Did the Officer unreasonably ignore State Protection evidence?
[31]
The Applicants contend that the Officer’s finding of adequate state protection was unreasonable, in that Colombia cannot protect them from FARC members pursuing them and their family.
[32]
The Respondent counters that the Officer reasonably determined that the state could provide adequate protection to the Applicants. The Respondent notes that the state does not have to be perfect in this regard and it is allowed to fail the Applicants in situations where providing protection would be too difficult, noting that the Applicants’ family was unable to provide the police details of their attackers for either the July or August 2016 incidents.
[33]
I am persuaded once again by the Applicants’ position on this second issue. The Officer simply commented on the general country conditions, and the fact that the family went to the police. Again, the Officer did not engage with the assertion that they were attacked, and the direct evidence that followed from the first police report, regarding the shooting incidents that took place within the following six months which resulted in injury and death.
[34]
Specifically, after the family reported the threatening FARC letter in February, FARC shot at them in July. The family members went to the police to seek formal protection, yet in the following month FARC killed their cousin and shot an uncle.
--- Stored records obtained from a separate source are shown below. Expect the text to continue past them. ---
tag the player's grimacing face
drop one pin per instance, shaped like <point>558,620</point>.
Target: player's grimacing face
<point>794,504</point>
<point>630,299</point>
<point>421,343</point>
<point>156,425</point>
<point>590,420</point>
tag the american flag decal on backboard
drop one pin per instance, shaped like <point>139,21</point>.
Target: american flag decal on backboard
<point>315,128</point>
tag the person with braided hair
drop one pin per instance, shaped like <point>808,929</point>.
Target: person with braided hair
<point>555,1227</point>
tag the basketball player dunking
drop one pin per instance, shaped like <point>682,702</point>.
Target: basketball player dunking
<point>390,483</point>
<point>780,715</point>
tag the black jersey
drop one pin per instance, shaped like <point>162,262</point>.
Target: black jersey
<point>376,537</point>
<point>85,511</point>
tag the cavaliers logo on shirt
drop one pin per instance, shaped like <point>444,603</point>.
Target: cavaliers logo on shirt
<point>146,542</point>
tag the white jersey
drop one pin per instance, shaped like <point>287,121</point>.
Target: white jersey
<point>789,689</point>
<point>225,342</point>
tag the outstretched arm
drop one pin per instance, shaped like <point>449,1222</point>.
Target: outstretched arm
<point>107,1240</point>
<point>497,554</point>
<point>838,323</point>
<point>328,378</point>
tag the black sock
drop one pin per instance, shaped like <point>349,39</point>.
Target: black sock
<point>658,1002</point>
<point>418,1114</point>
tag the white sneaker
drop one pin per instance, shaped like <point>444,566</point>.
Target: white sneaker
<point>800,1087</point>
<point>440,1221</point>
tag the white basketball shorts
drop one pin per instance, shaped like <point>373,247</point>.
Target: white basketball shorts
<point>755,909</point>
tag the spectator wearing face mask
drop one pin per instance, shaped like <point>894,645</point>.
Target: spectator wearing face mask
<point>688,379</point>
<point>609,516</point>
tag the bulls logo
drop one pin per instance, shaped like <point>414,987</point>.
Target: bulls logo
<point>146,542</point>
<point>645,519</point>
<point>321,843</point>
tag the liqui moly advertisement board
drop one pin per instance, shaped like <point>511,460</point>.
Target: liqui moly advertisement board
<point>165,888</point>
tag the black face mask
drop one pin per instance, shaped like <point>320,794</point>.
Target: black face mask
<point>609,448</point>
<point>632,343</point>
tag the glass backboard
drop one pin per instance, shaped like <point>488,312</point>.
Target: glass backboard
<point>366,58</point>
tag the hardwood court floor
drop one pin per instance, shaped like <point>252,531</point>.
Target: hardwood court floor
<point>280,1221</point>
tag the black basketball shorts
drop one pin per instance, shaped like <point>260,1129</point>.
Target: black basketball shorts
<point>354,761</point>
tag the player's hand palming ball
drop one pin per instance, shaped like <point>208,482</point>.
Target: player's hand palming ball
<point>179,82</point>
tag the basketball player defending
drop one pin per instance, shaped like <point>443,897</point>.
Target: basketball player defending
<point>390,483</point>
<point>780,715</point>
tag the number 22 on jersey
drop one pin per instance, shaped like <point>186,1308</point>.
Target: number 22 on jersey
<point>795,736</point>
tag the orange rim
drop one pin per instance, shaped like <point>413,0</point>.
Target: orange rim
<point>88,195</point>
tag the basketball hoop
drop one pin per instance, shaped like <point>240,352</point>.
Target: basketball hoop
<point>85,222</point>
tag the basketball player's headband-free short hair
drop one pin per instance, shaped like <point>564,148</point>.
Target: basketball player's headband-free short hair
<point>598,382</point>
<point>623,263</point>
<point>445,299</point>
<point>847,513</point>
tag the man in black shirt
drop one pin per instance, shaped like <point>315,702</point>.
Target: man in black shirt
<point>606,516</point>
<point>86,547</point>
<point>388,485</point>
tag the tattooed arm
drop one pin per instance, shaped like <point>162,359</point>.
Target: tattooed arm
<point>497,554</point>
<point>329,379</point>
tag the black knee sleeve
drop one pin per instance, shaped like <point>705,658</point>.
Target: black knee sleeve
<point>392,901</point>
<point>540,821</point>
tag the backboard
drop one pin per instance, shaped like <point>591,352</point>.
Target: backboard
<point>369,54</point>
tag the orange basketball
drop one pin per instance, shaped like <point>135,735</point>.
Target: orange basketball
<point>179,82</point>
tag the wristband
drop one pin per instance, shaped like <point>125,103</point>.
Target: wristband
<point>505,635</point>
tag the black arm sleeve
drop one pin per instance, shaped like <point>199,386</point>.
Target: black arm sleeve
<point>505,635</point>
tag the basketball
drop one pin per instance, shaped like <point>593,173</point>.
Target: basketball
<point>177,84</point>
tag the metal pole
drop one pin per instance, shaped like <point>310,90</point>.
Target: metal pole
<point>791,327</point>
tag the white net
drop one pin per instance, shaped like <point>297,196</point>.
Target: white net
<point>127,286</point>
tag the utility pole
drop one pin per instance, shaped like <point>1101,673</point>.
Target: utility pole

Similar to the first issue (new evidence), the Officer’s analysis in explaining the adequacy of state protection in light of the evidence was deficient and therefore unreasonable.
C.
Did the Officer unreasonably deny the Applicants an oral hearing?
[35]
Given my findings above, there is no need to comment on the need for an oral hearing.
VI.
Conclusion
[36]
The Officer’s findings concerning the new evidence are unreasonably predicated on the relationship to the evidence that was before the RPD. The whole point of weighing the probative value of new evidence, once deemed to be admissible, is to consider whether it has any impact on the Applicants’ risk in returning to their country where they fear persecution, torture or death.
[37]
In other words, if in light of the legislation and Raza, new evidence is admitted for a PRRA as being relevant and having at least some probative value, then an officer must engage with the evidence before deciding on its weight. S/he cannot simply take away with the one hand what the other has given, deeming that the new evidence has no weight simply because it does not rebut the RPD panel’s credibility finding, or because it raises the same risk previously considered. Rather, an officer must explain why the new evidence has some or no weight, particularly if it comes from a third party or is more objective in nature, as occurred here.
[38]
Neither party raised a question for certification and I agree that no question arises.